Heute gibt es in Berlin bloß noch rund 3.000 JapanerInnen, schätzt der Buchhändler. „Davon macht die Hälfte Work and Travel“, vermutet er, „und hat kein Geld.“ Seine Kundschaft besteht zu 70 Prozent aus Deutschen. Doch auch von diesen kämen zu wenige vorbei. Yamashina lebt von seiner Rente. „Die Arbeit hier ist ein Hobby für mich.“

Wer ein Buch in der „Japanischen Buchhandlung“ bestellt, muss zwei bis drei Wochen auf die Lieferung warten: Die Bücher werden per Luftpost nach Berlin geflogen. Aber auch ohne weitere Bestellungen ist das Sortiment groß. Gut verkaufen sich zum Beispiel die Bücher der Schriftstellerin Banana Yoshimoto, die als Tochter des Lyrikers und Philosophen Takaaki Yoshimoto bekannt wurde und jetzt berühmter ist als ihr Vater, erzählt der Buchhändler.

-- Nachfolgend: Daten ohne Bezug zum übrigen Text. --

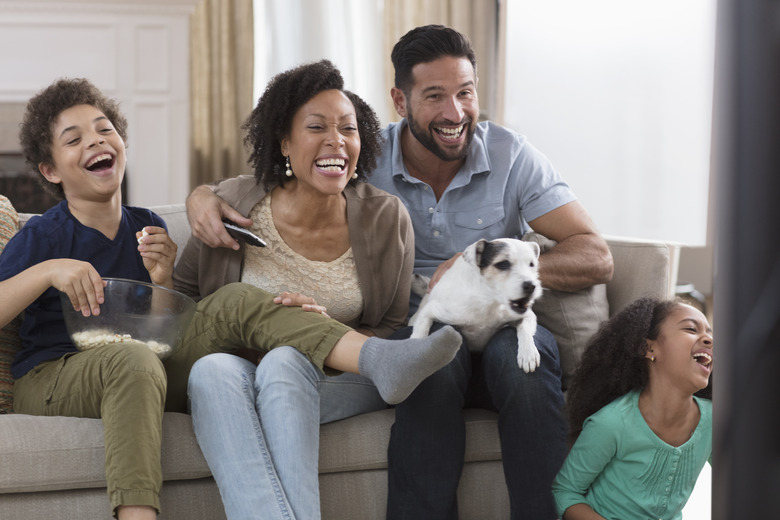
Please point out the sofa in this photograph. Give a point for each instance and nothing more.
(52, 467)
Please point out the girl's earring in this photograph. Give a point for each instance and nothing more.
(288, 170)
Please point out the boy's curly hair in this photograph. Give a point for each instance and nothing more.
(614, 362)
(271, 120)
(42, 112)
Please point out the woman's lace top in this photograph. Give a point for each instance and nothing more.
(277, 268)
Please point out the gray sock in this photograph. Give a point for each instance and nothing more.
(396, 367)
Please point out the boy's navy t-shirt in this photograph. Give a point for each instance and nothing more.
(57, 234)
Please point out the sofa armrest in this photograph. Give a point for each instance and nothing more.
(642, 268)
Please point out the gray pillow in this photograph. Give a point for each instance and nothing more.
(571, 317)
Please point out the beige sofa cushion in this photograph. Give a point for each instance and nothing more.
(68, 452)
(9, 338)
(571, 317)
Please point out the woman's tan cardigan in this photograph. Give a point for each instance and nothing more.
(380, 233)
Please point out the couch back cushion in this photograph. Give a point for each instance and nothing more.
(9, 337)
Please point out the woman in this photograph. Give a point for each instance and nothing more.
(333, 243)
(642, 436)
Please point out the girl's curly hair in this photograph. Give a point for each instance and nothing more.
(271, 120)
(614, 362)
(42, 112)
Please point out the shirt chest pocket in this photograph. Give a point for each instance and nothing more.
(481, 218)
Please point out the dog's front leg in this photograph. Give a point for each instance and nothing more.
(528, 357)
(423, 322)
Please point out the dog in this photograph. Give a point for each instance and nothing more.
(493, 284)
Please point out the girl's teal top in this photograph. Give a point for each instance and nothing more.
(622, 470)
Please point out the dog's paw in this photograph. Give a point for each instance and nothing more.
(528, 357)
(529, 361)
(420, 284)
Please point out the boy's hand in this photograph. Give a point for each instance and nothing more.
(80, 281)
(158, 251)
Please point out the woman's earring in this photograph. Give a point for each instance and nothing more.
(288, 170)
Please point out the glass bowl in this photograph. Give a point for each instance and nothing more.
(132, 311)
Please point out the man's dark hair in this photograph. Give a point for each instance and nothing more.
(425, 44)
(42, 112)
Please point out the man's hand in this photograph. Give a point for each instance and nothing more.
(306, 303)
(205, 211)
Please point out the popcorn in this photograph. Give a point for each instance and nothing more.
(89, 339)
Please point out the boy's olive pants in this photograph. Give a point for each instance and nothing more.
(129, 387)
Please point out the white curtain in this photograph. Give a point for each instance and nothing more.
(619, 96)
(347, 32)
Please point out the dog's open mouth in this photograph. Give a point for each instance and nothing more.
(520, 305)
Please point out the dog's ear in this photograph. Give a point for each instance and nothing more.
(487, 251)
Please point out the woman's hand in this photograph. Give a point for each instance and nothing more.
(306, 303)
(205, 211)
(158, 251)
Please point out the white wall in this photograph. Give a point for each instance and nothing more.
(135, 51)
(618, 95)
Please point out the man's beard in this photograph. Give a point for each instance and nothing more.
(427, 139)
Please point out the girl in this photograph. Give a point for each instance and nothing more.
(642, 436)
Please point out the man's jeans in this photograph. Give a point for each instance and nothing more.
(427, 443)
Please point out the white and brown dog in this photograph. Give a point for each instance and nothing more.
(493, 284)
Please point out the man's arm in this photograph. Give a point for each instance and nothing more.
(581, 258)
(205, 211)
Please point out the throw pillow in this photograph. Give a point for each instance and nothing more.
(9, 337)
(571, 317)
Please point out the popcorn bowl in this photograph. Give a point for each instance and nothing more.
(132, 311)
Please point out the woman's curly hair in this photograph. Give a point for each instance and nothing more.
(43, 109)
(614, 362)
(271, 120)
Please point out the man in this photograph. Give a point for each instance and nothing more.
(462, 181)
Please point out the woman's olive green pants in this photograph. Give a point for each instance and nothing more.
(129, 387)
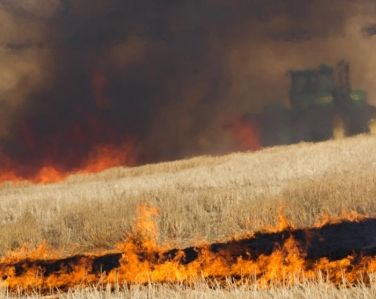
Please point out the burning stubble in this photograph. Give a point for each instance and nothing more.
(162, 80)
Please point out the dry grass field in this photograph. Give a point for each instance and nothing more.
(204, 198)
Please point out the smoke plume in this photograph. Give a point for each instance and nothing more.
(165, 76)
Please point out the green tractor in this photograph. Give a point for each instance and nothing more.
(319, 99)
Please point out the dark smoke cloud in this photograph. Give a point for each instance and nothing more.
(175, 71)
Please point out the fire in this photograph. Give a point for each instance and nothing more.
(139, 259)
(89, 142)
(247, 135)
(101, 157)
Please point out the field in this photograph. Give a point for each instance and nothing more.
(204, 198)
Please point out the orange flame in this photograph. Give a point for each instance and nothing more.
(142, 261)
(101, 157)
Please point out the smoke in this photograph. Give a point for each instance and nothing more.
(167, 75)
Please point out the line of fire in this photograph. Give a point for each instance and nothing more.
(342, 250)
(322, 104)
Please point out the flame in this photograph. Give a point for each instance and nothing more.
(101, 157)
(338, 129)
(247, 135)
(142, 260)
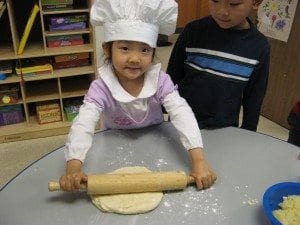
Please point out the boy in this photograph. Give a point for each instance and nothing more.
(294, 122)
(221, 63)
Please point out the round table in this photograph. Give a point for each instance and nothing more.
(246, 163)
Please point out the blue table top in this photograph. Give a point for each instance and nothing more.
(246, 163)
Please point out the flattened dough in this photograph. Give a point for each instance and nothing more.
(128, 203)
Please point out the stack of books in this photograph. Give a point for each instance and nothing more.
(34, 66)
(73, 22)
(48, 5)
(71, 60)
(65, 40)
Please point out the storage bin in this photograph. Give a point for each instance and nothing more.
(48, 112)
(11, 114)
(72, 109)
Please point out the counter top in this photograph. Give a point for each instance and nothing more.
(246, 163)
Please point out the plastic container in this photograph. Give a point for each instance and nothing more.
(274, 196)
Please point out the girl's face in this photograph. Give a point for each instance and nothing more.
(130, 59)
(232, 13)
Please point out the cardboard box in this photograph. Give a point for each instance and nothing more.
(11, 114)
(71, 57)
(9, 94)
(48, 112)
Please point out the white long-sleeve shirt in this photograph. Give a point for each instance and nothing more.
(120, 110)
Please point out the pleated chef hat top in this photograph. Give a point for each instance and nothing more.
(135, 20)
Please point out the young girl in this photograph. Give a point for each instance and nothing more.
(130, 90)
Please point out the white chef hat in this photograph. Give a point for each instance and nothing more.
(135, 20)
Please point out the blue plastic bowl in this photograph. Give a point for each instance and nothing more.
(274, 195)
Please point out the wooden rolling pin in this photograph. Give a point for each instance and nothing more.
(133, 182)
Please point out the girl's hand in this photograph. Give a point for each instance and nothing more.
(201, 171)
(72, 181)
(73, 178)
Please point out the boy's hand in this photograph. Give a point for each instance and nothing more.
(73, 178)
(201, 171)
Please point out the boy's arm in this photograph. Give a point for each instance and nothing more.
(255, 91)
(178, 56)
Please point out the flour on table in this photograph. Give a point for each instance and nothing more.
(133, 203)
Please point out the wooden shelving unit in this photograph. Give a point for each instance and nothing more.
(60, 85)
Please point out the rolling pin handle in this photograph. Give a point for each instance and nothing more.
(53, 186)
(190, 180)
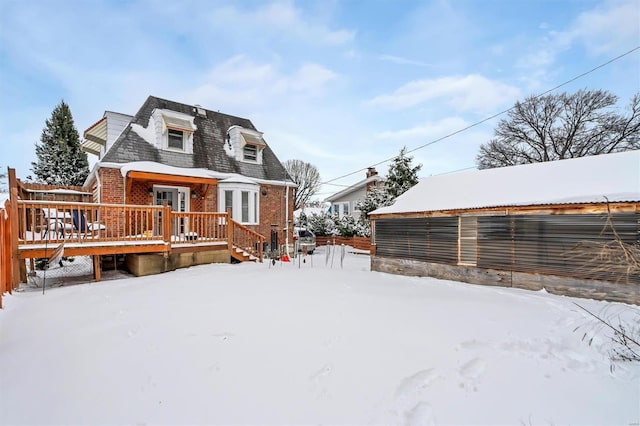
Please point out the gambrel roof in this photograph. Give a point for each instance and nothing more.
(595, 179)
(209, 138)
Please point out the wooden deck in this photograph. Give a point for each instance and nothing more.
(34, 229)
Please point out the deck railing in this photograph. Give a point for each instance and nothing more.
(73, 222)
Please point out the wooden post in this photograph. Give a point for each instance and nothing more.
(13, 234)
(166, 224)
(97, 271)
(229, 231)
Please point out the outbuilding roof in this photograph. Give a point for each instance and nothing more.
(613, 177)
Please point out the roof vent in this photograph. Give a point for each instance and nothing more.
(201, 111)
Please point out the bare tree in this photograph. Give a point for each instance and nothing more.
(307, 177)
(558, 126)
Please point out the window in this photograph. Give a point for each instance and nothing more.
(245, 206)
(243, 201)
(255, 205)
(175, 139)
(340, 209)
(228, 201)
(468, 239)
(250, 153)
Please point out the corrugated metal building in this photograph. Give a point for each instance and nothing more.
(563, 226)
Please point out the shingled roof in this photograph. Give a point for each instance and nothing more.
(208, 144)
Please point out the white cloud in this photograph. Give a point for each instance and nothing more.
(403, 61)
(465, 93)
(427, 131)
(281, 18)
(608, 30)
(239, 81)
(311, 78)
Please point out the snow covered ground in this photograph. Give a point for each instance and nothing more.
(308, 343)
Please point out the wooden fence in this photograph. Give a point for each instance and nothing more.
(360, 243)
(31, 229)
(5, 251)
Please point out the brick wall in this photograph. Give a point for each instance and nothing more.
(272, 201)
(112, 185)
(272, 212)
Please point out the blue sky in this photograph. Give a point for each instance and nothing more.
(341, 84)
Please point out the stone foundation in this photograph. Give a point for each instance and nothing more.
(565, 286)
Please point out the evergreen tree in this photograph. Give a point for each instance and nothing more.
(60, 161)
(402, 174)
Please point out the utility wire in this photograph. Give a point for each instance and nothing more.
(490, 117)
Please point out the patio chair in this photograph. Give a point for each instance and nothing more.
(82, 227)
(56, 221)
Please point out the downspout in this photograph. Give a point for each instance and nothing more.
(286, 216)
(99, 186)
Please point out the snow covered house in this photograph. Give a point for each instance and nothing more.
(193, 160)
(343, 203)
(547, 225)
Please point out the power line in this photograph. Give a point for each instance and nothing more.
(464, 129)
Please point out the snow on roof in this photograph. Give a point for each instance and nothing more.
(152, 167)
(354, 187)
(58, 191)
(238, 179)
(579, 180)
(309, 211)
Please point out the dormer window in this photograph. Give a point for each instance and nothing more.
(175, 139)
(174, 130)
(250, 153)
(245, 145)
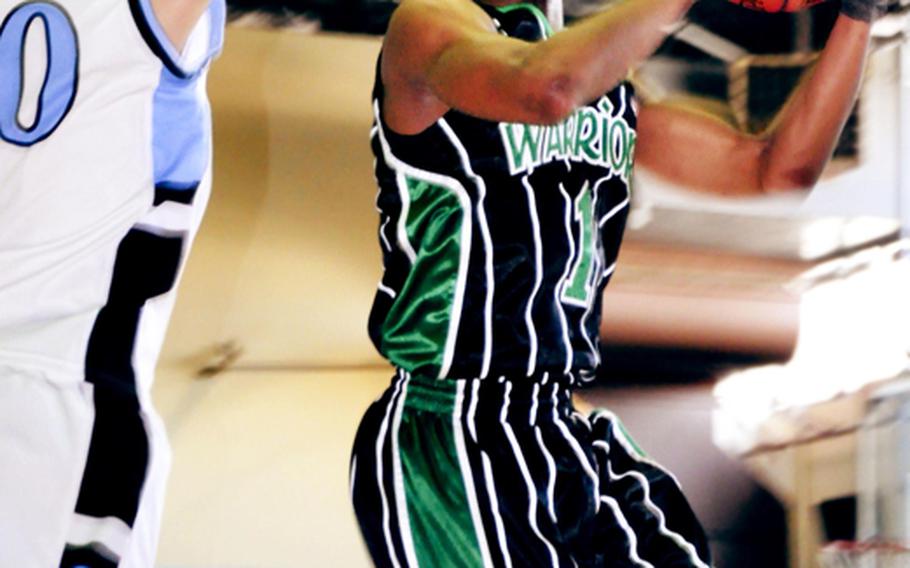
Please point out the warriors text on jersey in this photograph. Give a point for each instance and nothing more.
(105, 145)
(498, 238)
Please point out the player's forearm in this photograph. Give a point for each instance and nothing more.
(593, 56)
(803, 137)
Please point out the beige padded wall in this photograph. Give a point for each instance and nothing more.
(287, 262)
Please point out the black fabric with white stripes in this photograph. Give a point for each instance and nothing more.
(526, 234)
(553, 488)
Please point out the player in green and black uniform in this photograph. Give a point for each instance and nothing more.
(504, 188)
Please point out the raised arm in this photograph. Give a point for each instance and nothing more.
(703, 153)
(178, 18)
(442, 54)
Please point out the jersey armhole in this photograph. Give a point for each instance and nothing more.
(203, 44)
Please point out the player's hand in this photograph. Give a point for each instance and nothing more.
(863, 10)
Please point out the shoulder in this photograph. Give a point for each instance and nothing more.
(425, 26)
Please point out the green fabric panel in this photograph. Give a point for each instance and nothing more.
(416, 329)
(538, 13)
(442, 529)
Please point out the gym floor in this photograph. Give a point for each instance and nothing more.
(260, 466)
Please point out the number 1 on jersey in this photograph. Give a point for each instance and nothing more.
(578, 289)
(58, 89)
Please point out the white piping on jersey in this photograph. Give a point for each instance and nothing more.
(576, 447)
(525, 473)
(538, 276)
(382, 237)
(380, 442)
(353, 476)
(561, 284)
(467, 475)
(459, 191)
(494, 508)
(472, 409)
(630, 534)
(110, 533)
(402, 227)
(662, 528)
(551, 475)
(609, 271)
(487, 244)
(401, 503)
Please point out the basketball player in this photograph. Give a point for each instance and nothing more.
(105, 146)
(503, 174)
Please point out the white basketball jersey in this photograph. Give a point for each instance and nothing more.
(105, 151)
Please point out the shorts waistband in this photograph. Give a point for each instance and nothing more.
(443, 394)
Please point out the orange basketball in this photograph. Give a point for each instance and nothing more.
(772, 6)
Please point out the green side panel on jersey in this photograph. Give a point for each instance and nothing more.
(641, 453)
(538, 13)
(577, 287)
(442, 529)
(416, 330)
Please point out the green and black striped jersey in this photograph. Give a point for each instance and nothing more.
(499, 238)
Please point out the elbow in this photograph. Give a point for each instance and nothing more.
(793, 178)
(787, 172)
(551, 99)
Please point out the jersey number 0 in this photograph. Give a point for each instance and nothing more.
(58, 90)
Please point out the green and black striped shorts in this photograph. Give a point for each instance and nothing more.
(478, 473)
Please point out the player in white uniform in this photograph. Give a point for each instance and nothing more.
(105, 152)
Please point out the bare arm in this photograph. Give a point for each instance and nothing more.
(178, 18)
(703, 153)
(442, 54)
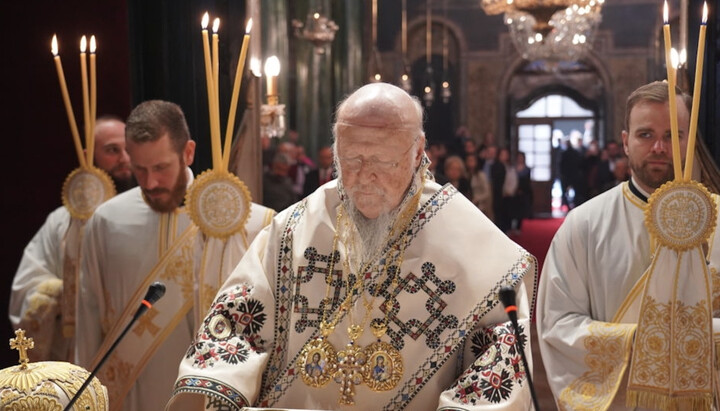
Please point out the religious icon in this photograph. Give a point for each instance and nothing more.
(385, 366)
(316, 362)
(316, 366)
(380, 371)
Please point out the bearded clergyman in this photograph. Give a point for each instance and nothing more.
(377, 291)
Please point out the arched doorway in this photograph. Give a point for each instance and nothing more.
(545, 130)
(540, 104)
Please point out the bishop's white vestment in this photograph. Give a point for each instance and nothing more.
(585, 321)
(128, 245)
(35, 298)
(457, 349)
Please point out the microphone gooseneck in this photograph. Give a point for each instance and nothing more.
(154, 293)
(506, 295)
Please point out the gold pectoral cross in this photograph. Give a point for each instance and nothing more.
(22, 344)
(350, 367)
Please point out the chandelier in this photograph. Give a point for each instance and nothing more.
(555, 30)
(317, 29)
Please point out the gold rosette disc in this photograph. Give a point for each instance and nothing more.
(681, 215)
(85, 188)
(218, 203)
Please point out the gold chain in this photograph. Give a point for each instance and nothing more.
(378, 329)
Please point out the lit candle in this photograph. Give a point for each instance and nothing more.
(689, 157)
(216, 64)
(93, 101)
(272, 69)
(672, 102)
(86, 102)
(68, 105)
(214, 140)
(675, 62)
(236, 93)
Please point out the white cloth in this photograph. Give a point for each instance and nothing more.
(596, 258)
(124, 240)
(447, 322)
(482, 192)
(41, 269)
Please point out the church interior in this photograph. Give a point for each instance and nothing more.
(486, 71)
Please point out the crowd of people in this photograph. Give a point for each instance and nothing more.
(586, 170)
(380, 288)
(496, 180)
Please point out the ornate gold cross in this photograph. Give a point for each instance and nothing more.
(22, 344)
(350, 368)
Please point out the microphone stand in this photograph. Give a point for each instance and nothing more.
(155, 292)
(507, 297)
(97, 367)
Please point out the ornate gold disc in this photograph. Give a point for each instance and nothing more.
(384, 366)
(681, 215)
(316, 362)
(85, 189)
(218, 203)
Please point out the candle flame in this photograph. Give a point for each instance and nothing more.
(205, 21)
(674, 58)
(255, 67)
(53, 45)
(272, 66)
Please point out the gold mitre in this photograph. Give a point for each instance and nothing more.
(48, 385)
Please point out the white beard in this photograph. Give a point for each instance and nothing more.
(374, 233)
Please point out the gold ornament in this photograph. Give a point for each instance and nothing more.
(218, 203)
(316, 362)
(85, 188)
(380, 364)
(48, 385)
(681, 215)
(385, 366)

Und dann fällt ihm natürlich der Großmeister der japanischen Literatur, Haruki Murakami, ein. Yamashina weist auf die großen optischen Unterschiede zwischen der deutschen und der japanischen Taschenbuchausgabe von „Sputnik Sweetheart“ hin. Die deutsche wirkt im Vergleich zur japanischen geradezu klobig. Yamashina nimmt das japanische Buch in die Hand. „Fühlen Sie mal“, sagt er, „wie fein das Papier ist. Da müssen die Deutschen noch viel lernen.“

Wenn Yamashina seinen Lieblingsschriftsteller nennen soll, fällt ihm der verstorbene Bestsellerautor Ryōtarō Shiba ein, der als Journalist angefangen und später zahlreiche historische Romane verfasst hat. Auf Deutsch ist nur sein Roman „Der letzte Shôgun“ erschienen. Yashima deutet auf ein Regal neben dem Fenster, in dem viele Bücher über japanischen Zen-Buddhismus stehen. Die seien früher gut gegangen, so nach der Hippiezeit. „Jetzt ist es darum ruhiger geworden.“ Anders als um die berühmten japanischen Gedichte in der traditionellen Haiku-Form, die in Deutschland beliebt sind, aber in Japan kaum verkauft werden.

Zum Ende seiner kleinen Führung setzt sich Yamashina wieder hinter seinen Verkaufstisch und schlitzt ein paar Briefe auf. Wie von Zauberhand stehen plötzlich drei Kunden auf einmal in seinem Laden.

Was passiert, wenn Yamashina eines Tages nicht mehr arbeiten kann oder möchte? Einen Nachfolger für seine Buchhandlung hat er bislang nicht gefunden.